La Cour conclut en conséquence qu’il n’a été satisfait à aucune des conditions énoncées à l’article 22 de la CIEDR, lequel ne saurait donc fonder sa compétence en la présente espèce. La deuxième exception préliminaire de la Fédération de Russie est donc retenue.
Troisième et quatrième exceptions préliminaires (par. 185)
Ayant retenu la deuxième exception préliminaire de la Fédération de Russie, la Cour conclut qu’elle n’a pas à se pencher ni à se prononcer sur les autres exceptions à sa compétence soulevées par le défendeur et qu’elle ne pourra pas connaître du fond de l’affaire.
Caducité de l’ordonnance de la Cour du 15 octobre 2008 (par. 186)
La Cour rappelle que dans son ordonnance du 15 octobre 2008, elle a indiqué certaines mesures conservatoires. Elle informe les Parties que cette ordonnance cesse de produire ses effets dès le prononcé du présent arrêt sur les exceptions préliminaires. Elle précise cependant que les Parties ont le devoir de s’acquitter de leurs obligations découlant de la CIEDR, devoir qu’elle a rappelé dans ladite ordonnance.

Composition de la Cour
La Cour était composée comme suit : M. Owada, président ; M. Tomka, vice-président ; MM. Koroma, Al-Khasawneh, Simma, Abraham, Keith, Sepúlveda-Amor, Bennouna, Skotnikov, Cançado Trindade, Yusuf et Greenwood, Mmes Xue et Donoghue, juges ; M. Gaja, juge ad hoc ; M. Couvreur, greffier.
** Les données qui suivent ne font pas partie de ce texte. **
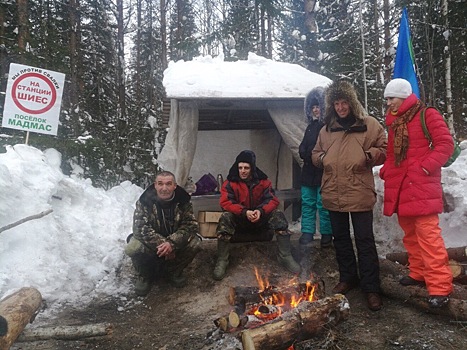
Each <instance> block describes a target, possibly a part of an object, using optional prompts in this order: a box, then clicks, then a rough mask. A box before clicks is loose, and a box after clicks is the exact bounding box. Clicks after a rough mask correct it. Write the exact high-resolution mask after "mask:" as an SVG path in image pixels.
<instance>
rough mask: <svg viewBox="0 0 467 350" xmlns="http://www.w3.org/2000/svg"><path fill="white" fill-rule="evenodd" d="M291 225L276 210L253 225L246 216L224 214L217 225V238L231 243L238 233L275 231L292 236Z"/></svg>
mask: <svg viewBox="0 0 467 350" xmlns="http://www.w3.org/2000/svg"><path fill="white" fill-rule="evenodd" d="M288 227H289V223H288V222H287V219H286V218H285V215H284V213H283V212H282V211H280V210H278V209H276V210H273V211H272V212H271V213H270V214H265V215H262V216H261V218H260V220H259V221H258V222H256V223H251V222H250V221H249V220H248V219H247V218H246V217H245V216H242V215H235V214H232V213H230V212H227V211H225V212H223V213H222V215H221V217H220V218H219V223H218V224H217V230H216V232H217V238H218V239H220V240H224V241H230V240H231V239H232V237H233V235H234V234H235V233H236V232H241V231H253V230H274V231H275V233H277V234H283V235H287V234H290V233H289V231H288V230H287V228H288Z"/></svg>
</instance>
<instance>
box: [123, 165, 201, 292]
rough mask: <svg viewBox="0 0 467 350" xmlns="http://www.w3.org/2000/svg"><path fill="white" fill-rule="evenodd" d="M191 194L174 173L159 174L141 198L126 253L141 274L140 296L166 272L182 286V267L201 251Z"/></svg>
mask: <svg viewBox="0 0 467 350" xmlns="http://www.w3.org/2000/svg"><path fill="white" fill-rule="evenodd" d="M190 199H191V197H190V195H189V194H188V193H187V192H186V191H185V190H184V189H183V188H181V187H179V186H177V183H176V181H175V176H174V175H173V174H172V173H171V172H168V171H164V172H161V173H159V174H158V175H157V176H156V180H155V182H154V184H153V185H151V186H149V187H148V188H147V189H146V190H145V191H144V192H143V194H142V195H141V196H140V198H139V200H138V201H137V202H136V209H135V213H134V216H133V234H132V235H130V237H129V239H128V245H127V246H126V248H125V252H126V254H127V255H128V256H130V257H131V260H132V262H133V266H134V267H135V270H136V271H137V272H138V274H139V277H138V279H137V281H136V284H135V292H136V294H137V295H140V296H144V295H147V294H148V293H149V291H150V289H151V285H152V282H153V281H154V280H155V279H157V278H158V277H160V276H161V275H162V274H166V277H167V278H168V280H169V282H171V283H172V284H173V285H174V286H175V287H183V286H184V285H185V284H186V279H185V277H184V276H182V272H183V269H184V268H185V267H186V266H188V264H189V263H190V262H191V261H192V260H193V258H194V257H195V255H196V254H197V253H198V252H199V250H200V242H201V239H200V238H199V235H198V230H199V229H198V223H197V221H196V219H195V216H194V214H193V205H192V203H191V201H190Z"/></svg>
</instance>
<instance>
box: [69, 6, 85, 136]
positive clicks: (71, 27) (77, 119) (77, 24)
mask: <svg viewBox="0 0 467 350" xmlns="http://www.w3.org/2000/svg"><path fill="white" fill-rule="evenodd" d="M79 7H80V2H79V0H70V17H69V20H70V28H71V30H70V44H69V45H70V93H69V94H68V96H69V103H70V114H71V118H72V125H73V134H74V135H75V136H78V135H80V129H81V123H80V120H79V115H78V113H76V112H75V111H76V110H79V109H77V107H78V106H79V100H80V96H81V94H82V92H83V89H84V84H83V80H82V78H81V77H82V76H83V74H82V63H81V56H80V53H79V52H80V50H79V47H80V43H81V34H80V33H81V21H80V9H79Z"/></svg>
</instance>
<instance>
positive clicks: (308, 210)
mask: <svg viewBox="0 0 467 350" xmlns="http://www.w3.org/2000/svg"><path fill="white" fill-rule="evenodd" d="M320 190H321V187H320V186H311V187H310V186H302V233H309V234H314V233H316V212H318V215H319V231H320V233H321V234H322V235H330V234H332V229H331V222H330V220H329V212H328V211H327V209H324V208H323V203H322V202H321V194H320Z"/></svg>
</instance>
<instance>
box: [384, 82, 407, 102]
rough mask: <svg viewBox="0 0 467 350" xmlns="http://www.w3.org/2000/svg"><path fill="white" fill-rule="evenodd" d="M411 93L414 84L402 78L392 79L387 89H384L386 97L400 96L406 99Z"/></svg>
mask: <svg viewBox="0 0 467 350" xmlns="http://www.w3.org/2000/svg"><path fill="white" fill-rule="evenodd" d="M410 95H412V85H410V83H409V82H408V81H407V80H405V79H402V78H396V79H393V80H391V81H390V82H389V83H388V85H386V89H384V98H387V97H399V98H404V99H405V98H407V97H409V96H410Z"/></svg>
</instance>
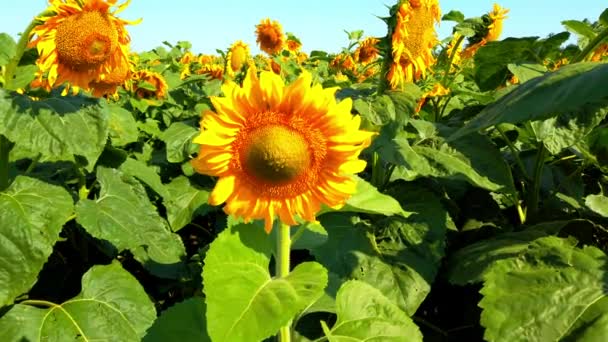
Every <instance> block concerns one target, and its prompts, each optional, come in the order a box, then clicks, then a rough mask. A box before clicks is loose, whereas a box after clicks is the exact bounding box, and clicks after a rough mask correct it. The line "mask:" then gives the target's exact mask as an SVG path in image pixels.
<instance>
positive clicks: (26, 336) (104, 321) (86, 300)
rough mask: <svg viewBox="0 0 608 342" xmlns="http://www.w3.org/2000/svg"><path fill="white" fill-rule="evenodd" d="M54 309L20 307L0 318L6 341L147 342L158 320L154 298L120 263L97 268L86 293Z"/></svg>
mask: <svg viewBox="0 0 608 342" xmlns="http://www.w3.org/2000/svg"><path fill="white" fill-rule="evenodd" d="M47 305H51V307H50V308H48V309H40V308H36V307H33V306H29V305H24V304H16V305H14V306H13V307H11V308H10V310H8V312H7V313H6V314H5V315H4V316H3V317H2V318H0V340H2V341H10V342H12V341H14V342H17V341H65V340H66V339H69V340H83V341H125V342H127V341H141V338H142V337H143V336H144V334H145V331H146V329H148V327H149V326H150V325H152V322H154V319H155V318H156V310H155V309H154V304H153V303H152V302H151V301H150V299H149V298H148V295H147V294H146V292H145V291H144V289H143V288H142V286H141V285H140V284H139V283H138V282H137V280H136V279H135V278H134V277H133V276H132V275H131V274H130V273H129V272H127V271H125V270H123V268H122V266H121V265H120V263H118V262H116V261H115V262H113V263H112V264H110V265H107V266H94V267H92V268H91V269H89V270H88V271H87V272H86V273H85V274H84V276H83V277H82V291H81V292H80V294H79V295H78V296H76V297H74V298H72V299H70V300H68V301H66V302H64V303H62V304H53V303H47Z"/></svg>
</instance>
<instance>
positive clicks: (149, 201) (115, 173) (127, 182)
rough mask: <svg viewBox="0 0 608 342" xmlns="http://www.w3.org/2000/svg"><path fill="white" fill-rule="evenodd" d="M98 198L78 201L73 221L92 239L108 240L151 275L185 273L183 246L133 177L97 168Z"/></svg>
mask: <svg viewBox="0 0 608 342" xmlns="http://www.w3.org/2000/svg"><path fill="white" fill-rule="evenodd" d="M97 181H98V182H99V184H100V185H101V192H100V194H99V198H97V199H96V200H89V199H85V200H81V201H79V202H78V204H77V206H76V221H77V222H78V223H79V224H81V225H82V226H83V227H84V228H85V230H86V231H87V232H88V233H89V234H91V235H92V236H94V237H96V238H98V239H103V240H107V241H109V242H110V243H111V244H113V245H114V246H115V247H116V249H117V250H118V251H122V250H125V249H128V250H130V251H131V252H132V253H133V255H134V256H135V259H136V260H137V261H139V262H140V263H142V264H143V265H144V266H145V267H146V268H147V269H148V270H149V271H150V272H152V273H153V274H155V275H157V276H159V277H164V278H177V277H179V276H180V275H182V274H183V273H184V272H185V266H184V264H183V262H182V258H183V257H184V256H185V249H184V245H183V243H182V241H181V239H180V237H179V236H178V235H176V234H174V233H172V232H171V231H170V230H169V228H168V226H167V223H166V221H165V220H164V219H163V218H161V217H160V216H159V215H158V212H157V211H156V207H155V206H153V205H152V203H150V200H149V199H148V196H147V194H146V190H145V189H144V188H143V186H142V185H141V184H140V183H139V182H137V180H135V179H134V178H132V177H130V176H127V175H125V174H123V173H122V172H120V171H118V170H115V169H108V168H104V167H98V168H97Z"/></svg>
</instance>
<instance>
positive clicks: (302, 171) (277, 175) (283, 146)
mask: <svg viewBox="0 0 608 342" xmlns="http://www.w3.org/2000/svg"><path fill="white" fill-rule="evenodd" d="M247 140H248V142H247V143H246V144H244V151H243V152H244V153H242V154H241V158H242V160H241V165H243V168H244V169H245V170H246V171H247V172H248V173H249V174H250V175H252V176H254V177H256V178H258V179H260V180H262V181H264V182H267V183H271V184H283V183H287V182H290V181H293V180H295V179H296V178H298V177H299V176H300V175H302V174H303V173H304V172H305V171H306V170H307V169H308V168H309V166H310V164H311V155H310V151H309V147H308V143H307V142H306V141H305V140H304V138H303V137H302V135H301V134H300V133H298V132H297V131H295V130H292V129H290V128H288V127H285V126H283V125H270V126H264V127H260V128H258V129H256V130H254V131H252V132H251V133H250V134H249V136H248V139H247Z"/></svg>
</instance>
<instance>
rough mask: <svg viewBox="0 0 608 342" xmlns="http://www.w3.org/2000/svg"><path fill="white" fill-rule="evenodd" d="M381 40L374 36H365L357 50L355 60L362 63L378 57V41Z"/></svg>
mask: <svg viewBox="0 0 608 342" xmlns="http://www.w3.org/2000/svg"><path fill="white" fill-rule="evenodd" d="M379 42H380V40H379V39H378V38H374V37H368V38H365V39H364V40H363V41H362V42H361V43H359V46H358V47H357V49H356V50H355V53H354V58H355V61H356V62H358V63H361V64H367V63H369V62H371V61H373V60H374V59H376V57H378V54H379V51H378V43H379Z"/></svg>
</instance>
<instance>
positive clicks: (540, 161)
mask: <svg viewBox="0 0 608 342" xmlns="http://www.w3.org/2000/svg"><path fill="white" fill-rule="evenodd" d="M546 155H547V149H546V148H545V145H543V144H542V143H541V144H540V146H539V147H538V154H537V156H536V165H535V166H534V180H533V183H532V189H531V192H530V193H529V194H528V210H527V215H528V216H529V217H532V218H533V219H534V218H535V217H536V213H537V212H538V199H539V194H540V181H541V177H542V174H543V167H544V165H545V156H546Z"/></svg>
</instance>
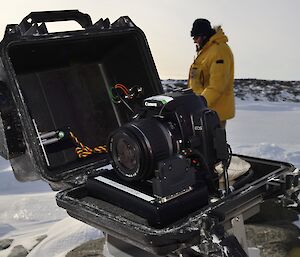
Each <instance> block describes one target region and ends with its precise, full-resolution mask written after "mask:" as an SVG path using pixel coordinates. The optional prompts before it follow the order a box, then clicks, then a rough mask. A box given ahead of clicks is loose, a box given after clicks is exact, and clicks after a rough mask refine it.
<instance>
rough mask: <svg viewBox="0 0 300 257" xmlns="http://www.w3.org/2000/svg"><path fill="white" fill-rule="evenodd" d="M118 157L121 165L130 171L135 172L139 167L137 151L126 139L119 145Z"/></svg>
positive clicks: (118, 141)
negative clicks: (134, 169)
mask: <svg viewBox="0 0 300 257" xmlns="http://www.w3.org/2000/svg"><path fill="white" fill-rule="evenodd" d="M117 156H118V161H119V163H120V164H121V165H123V166H124V167H125V168H127V169H129V170H133V169H134V168H135V167H136V165H137V155H136V149H135V147H134V146H133V145H131V144H130V143H129V142H128V141H127V140H126V139H121V140H119V141H118V143H117Z"/></svg>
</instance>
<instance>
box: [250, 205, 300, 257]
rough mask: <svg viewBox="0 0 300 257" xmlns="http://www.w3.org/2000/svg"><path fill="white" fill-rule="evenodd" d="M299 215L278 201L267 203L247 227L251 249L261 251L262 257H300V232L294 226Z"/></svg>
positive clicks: (250, 222)
mask: <svg viewBox="0 0 300 257" xmlns="http://www.w3.org/2000/svg"><path fill="white" fill-rule="evenodd" d="M295 220H298V213H297V212H295V211H293V210H290V209H288V208H284V207H282V206H281V205H279V204H278V203H277V202H276V201H272V200H270V201H266V202H264V203H263V204H262V205H261V212H260V213H259V214H258V215H256V216H254V217H253V218H251V219H250V220H248V221H247V224H246V225H245V228H246V236H247V240H248V246H249V247H257V248H258V249H260V256H261V257H269V256H272V257H299V256H300V254H299V245H300V240H299V238H300V230H299V228H298V227H297V226H296V225H294V224H293V222H294V221H295Z"/></svg>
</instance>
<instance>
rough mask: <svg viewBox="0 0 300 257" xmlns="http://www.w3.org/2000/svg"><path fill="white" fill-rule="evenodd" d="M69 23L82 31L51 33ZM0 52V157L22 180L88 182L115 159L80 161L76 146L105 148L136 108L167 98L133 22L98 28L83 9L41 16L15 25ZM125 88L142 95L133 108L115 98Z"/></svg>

M. le juge OWADA, président, MM. les juges SIMMA et ABRAHAM, Mme le juge DONOGHUE et M. le juge ad hoc GAJA joignent à l’arrêt l’exposé de leur opinion dissidente commune ; M. le juge OWADA, président, joint à l’arrêt l’exposé de son opinion individuelle ; M. le juge TOMKA, vice-président, joint une déclaration à l’arrêt ; MM. les juges KOROMA, SIMMA et ABRAHAM joignent à l’arrêt les exposés de leurs opinions individuelles ; M. le juge SKOTNIKOV joint une déclaration à l’arrêt ; M. le juge CANÇADO TRINDADE joint à l’arrêt l’exposé de son opinion dissidente ; M. le juge GREENWOOD et Mme le juge DONOGHUE joignent à l’arrêt les exposés de leurs opinions individuelles.

  • Un résumé de l’arrêt figure dans le document intitulé : «résumé no 2011/2», auquel sont annexés les résumés de la déclaration et des opinions jointes. Le présent communiqué de presse, le résumé de l’arrêt, ainsi que le texte intégral de celui-ci sont disponibles sur le site Internet de la Cour (www.icj-cij.org), sous la rubrique «affaires».
  • L’historique de la procédure est exposé dans le communiqué de presse n°2011/7 du 15 mars 2011.